Emotet, the infamous malware botnet, went silent at the end of October and came back on December 21, 2020. The botnet continues to serve as a platform that installs other malware in the infected systems. Currently, it's being observed delivering Trickbot. Lithuania's National Public Health Center was hit by Emotet. The malware infected their internal networks and began downloading additional files, sending fake emails, and engaged in other types of malicious activity. This caused the institution to temporarily disable their email systems until the malware was removed.

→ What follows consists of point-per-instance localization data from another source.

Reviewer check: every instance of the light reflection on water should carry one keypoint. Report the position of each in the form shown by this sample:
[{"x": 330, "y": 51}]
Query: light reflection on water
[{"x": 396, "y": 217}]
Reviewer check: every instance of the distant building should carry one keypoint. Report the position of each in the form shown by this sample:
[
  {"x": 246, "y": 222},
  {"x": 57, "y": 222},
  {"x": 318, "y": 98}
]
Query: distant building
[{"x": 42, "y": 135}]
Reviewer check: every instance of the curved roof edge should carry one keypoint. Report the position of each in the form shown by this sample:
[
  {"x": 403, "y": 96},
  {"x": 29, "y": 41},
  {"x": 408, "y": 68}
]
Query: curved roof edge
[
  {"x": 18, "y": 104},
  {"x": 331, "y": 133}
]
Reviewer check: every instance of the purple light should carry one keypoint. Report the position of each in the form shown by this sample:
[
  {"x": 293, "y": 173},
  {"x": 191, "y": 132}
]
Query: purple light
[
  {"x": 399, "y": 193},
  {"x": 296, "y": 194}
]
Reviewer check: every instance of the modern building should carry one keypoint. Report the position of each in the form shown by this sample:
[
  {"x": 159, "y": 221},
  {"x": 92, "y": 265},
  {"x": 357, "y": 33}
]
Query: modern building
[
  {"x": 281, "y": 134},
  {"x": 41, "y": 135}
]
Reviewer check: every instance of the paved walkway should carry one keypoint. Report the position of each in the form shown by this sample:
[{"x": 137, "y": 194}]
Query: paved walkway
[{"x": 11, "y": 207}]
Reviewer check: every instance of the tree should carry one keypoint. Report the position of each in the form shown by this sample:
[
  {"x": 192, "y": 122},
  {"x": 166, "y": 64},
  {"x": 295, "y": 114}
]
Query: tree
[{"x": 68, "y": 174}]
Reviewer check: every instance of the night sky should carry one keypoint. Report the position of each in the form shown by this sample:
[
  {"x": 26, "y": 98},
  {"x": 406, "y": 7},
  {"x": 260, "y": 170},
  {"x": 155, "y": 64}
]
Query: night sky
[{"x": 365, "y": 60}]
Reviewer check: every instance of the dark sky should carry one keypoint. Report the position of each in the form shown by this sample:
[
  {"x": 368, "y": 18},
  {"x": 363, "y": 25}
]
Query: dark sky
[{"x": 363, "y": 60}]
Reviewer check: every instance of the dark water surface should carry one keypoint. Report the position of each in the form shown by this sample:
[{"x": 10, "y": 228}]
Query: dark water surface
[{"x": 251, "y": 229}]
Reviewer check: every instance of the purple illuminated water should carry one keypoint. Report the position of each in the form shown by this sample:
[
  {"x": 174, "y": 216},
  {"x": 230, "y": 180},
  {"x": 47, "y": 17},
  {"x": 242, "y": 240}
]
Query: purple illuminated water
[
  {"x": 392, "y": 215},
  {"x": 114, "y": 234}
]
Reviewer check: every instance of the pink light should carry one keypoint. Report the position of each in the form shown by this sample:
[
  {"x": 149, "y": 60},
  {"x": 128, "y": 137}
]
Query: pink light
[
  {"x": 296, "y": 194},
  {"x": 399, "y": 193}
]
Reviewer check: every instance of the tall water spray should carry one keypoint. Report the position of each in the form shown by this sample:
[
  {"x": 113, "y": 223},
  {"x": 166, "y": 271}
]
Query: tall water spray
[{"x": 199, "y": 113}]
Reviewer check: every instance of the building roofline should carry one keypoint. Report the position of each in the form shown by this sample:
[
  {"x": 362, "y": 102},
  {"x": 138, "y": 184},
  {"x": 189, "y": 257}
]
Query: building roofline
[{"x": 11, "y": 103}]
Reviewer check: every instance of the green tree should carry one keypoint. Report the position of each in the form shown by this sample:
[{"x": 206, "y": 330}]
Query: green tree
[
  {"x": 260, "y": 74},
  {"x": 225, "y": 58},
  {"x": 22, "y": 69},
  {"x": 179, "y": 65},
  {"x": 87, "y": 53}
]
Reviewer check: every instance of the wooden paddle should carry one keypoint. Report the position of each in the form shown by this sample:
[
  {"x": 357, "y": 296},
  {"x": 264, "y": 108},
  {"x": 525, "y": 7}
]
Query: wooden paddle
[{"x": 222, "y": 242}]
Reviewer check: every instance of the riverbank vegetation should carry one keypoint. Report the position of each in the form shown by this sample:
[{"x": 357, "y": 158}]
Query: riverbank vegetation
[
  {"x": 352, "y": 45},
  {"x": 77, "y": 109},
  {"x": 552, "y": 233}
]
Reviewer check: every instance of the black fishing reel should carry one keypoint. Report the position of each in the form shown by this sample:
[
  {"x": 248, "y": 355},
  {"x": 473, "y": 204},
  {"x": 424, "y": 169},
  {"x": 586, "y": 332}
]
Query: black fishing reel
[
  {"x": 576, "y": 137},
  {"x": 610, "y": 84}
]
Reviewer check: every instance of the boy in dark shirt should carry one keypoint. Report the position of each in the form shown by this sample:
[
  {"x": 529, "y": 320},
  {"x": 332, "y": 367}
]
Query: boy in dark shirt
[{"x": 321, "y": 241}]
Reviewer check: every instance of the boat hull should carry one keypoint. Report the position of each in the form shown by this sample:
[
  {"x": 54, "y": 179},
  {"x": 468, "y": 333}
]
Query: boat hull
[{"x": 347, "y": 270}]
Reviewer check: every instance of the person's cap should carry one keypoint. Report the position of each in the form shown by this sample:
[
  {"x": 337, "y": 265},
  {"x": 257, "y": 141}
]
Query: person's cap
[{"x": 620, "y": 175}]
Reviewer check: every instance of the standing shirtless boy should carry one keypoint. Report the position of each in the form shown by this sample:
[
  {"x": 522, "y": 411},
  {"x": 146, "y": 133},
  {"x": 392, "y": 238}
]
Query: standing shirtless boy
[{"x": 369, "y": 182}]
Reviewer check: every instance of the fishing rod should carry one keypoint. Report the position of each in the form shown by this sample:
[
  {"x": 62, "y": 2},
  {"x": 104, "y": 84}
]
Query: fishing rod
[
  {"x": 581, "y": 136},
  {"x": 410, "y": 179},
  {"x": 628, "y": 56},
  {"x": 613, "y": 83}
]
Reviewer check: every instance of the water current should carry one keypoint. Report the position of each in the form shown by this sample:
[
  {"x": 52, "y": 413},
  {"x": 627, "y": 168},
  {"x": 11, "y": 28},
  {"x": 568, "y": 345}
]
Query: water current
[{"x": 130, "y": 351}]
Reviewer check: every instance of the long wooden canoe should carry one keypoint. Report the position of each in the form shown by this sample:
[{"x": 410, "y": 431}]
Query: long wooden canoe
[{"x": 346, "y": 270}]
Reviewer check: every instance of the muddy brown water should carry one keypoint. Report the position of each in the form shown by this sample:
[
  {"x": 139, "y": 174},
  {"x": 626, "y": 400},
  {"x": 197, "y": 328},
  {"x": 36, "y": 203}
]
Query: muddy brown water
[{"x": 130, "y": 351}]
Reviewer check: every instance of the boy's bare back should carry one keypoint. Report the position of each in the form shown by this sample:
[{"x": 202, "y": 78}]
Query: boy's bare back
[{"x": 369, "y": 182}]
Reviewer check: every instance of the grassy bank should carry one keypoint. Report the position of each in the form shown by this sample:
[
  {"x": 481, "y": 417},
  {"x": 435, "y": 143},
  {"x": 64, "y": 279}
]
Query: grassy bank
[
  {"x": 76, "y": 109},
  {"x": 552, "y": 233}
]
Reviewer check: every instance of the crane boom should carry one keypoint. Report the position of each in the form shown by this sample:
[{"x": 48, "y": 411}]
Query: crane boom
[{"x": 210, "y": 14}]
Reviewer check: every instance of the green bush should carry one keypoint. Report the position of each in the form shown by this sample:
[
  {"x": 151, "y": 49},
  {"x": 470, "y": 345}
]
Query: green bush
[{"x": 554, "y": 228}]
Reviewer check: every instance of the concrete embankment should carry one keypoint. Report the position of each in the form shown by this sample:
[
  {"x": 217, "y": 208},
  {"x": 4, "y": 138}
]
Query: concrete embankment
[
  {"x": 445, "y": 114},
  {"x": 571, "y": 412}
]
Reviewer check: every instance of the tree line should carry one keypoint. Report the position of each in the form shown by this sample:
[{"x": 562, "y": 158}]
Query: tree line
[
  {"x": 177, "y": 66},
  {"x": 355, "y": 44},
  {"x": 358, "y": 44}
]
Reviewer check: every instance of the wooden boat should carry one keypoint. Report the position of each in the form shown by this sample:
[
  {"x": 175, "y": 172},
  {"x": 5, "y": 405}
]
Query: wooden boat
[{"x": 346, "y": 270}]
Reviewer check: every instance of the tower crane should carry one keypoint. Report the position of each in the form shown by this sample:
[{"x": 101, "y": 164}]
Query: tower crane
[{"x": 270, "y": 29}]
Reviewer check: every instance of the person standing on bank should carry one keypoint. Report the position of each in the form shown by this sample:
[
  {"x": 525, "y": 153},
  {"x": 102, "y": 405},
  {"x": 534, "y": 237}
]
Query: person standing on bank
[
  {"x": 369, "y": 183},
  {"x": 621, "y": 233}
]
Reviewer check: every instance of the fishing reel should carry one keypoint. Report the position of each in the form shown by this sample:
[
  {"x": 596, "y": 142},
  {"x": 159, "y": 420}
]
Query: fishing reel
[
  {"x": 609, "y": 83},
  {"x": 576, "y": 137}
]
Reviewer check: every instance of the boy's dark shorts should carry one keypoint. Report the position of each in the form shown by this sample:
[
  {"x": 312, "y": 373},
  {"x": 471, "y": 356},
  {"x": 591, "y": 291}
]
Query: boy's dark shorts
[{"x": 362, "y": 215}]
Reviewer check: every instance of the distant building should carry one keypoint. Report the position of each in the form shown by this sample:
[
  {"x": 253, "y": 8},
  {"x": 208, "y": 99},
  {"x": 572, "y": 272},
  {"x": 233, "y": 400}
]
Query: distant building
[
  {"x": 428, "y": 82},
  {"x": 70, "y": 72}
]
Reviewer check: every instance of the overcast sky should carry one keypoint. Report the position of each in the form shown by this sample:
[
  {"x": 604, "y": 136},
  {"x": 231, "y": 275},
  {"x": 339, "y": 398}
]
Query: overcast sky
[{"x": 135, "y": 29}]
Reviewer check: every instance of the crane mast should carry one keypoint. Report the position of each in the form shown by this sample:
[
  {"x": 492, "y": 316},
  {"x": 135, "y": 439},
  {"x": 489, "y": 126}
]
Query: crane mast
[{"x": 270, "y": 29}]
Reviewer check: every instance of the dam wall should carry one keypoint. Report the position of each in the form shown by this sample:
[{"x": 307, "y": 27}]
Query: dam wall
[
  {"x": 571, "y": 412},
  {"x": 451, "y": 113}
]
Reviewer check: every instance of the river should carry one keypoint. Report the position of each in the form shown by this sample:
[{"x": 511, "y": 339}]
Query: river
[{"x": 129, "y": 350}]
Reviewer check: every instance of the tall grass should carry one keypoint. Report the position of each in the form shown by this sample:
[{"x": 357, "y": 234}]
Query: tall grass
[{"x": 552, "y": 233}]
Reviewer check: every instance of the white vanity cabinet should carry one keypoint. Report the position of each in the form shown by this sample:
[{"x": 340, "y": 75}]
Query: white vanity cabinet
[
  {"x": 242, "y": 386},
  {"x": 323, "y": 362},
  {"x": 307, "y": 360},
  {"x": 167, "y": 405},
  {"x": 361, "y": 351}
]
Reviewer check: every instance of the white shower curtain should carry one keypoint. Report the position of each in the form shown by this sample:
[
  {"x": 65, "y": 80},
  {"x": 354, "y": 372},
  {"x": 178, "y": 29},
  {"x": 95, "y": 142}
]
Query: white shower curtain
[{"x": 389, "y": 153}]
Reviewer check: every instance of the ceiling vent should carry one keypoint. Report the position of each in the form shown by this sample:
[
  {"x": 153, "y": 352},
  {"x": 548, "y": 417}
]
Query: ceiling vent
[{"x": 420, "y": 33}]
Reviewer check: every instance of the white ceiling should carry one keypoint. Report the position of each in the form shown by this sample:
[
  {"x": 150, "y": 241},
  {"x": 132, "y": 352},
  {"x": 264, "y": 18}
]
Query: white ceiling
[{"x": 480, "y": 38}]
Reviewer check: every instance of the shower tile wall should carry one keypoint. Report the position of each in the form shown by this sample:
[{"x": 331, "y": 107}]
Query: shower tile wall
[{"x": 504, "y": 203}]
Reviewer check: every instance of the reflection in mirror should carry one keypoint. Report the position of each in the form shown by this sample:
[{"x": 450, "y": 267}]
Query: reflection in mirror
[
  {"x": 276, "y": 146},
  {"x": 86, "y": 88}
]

We have been following the botnet operation. In the previous publications, we described the techniques used by Emotet to avoid detection by security products, and how to overcome them and unpack the malware.
In this blog post, the new loader of Emotet will be examined and compared to the previous one. We’ll describe the changes to the unpacking order, new unique properties of the files, and novel obfuscation methods. We’ll also talk about which evasion techniques and indicative features of the malware stayed the same.
Differences
- Execution flow – The malware is packed and there are several steps performed before the final payload is executed.
From the samples we recently gathered, the number of steps executed was cut down:
The reason for that is unclear, but our hypothesis is that the longer unpacking process was ineffective at reducing detection rates. Emotet uses a technique called reflective loading to load all of its stages. If a certain security product can detect reflective loading, using it multiple times won’t help to evade it. Another explanation can be that they are trying to evade heuristics that were created specifically for Emotet. The previous execution flow was very long and unique. If their malware is prevented by detecting this specific flow, changing it might help.
2. The Loader – The loader went through a few changes, the first of which is switching from an executable file to a DLL. This DLL has unique exports: “RunDLL” and “Control_RunDLL”. This makes it possible to detect Emotet infections with EDR. If the process rundll32.exe was started with a parameter that matches the export, the system would be infected.
Samples can also be detected with the following YARA rule:
import "pe"
private rule emotet_exports
{
condition:
pe.exports("RunDLL") or pe.exports("Control_RunDLL")
}
private rule is_dll
{
condition:
pe.characteristics & pe.DLL
}
rule emotet
{
condition:
is_dll and emotet_exports
}
We noticed another important change from the samples we manually examined. It looks like some of them do not contain benign code. This technique was used by the malware to reduce the detection rate and bypass security products but has since disappeared.
3. Additional obfuscation – A new code obfuscation technique was observed in payloads extracted from the loaders. They set the value in local variables using many bit-wise operations instead of a single, simple operation. This form of obfuscation makes it is harder to understand the code without executing it and makes the debugging process more tedious.
Similarities
1. Decryption algorithm – The payload is stored as an encrypted resource inside the loader. While performing the research on the previous wave of Emotet, we developed a tool that is able the decrypt and extract the payload statically, without executing the malware. This tool is still viable for recent samples, and this shows the developers did not change the algorithm.
2. Code obfuscation – In addition to the obfuscation described above, there is an obfuscation technique that also existed in the previous version of the payload. The code contains a complicated switch case and unnecessary jump instructions making it harder to understand the natural order of the code.
3. Hidden data – The payload conceals its functionality by not listing any WinAPI import or meaningful string. This subverts the static analysis and forces the researcher to debug the malware to discover this data. The strings are stored in an encrypted form, and the APIs are resolved using a hash of their name. The decryption algorithm of the strings and the hashing algorithm of the APIs stayed the same.
Practice Makes Perfect
By assessing the stages of 2020's new trojan of Emotet, the changes and new techniques used by the malware were identified along with the parts and features that have stayed the same.
Emotet is known as very evasive malware. These modifications indicate a desire to decrease their detection rate as much as possible. The techniques that were found useful for bypassing security products were kept, while the methods that were improved or removed are reflective of an agile methodology of improving on what isn’t sufficiently effective.
Keeping track of modifications in malware such as Emotet is vital because of their wide infection base. New evasion or injection techniques might help the malware to bypass security products and infect many systems.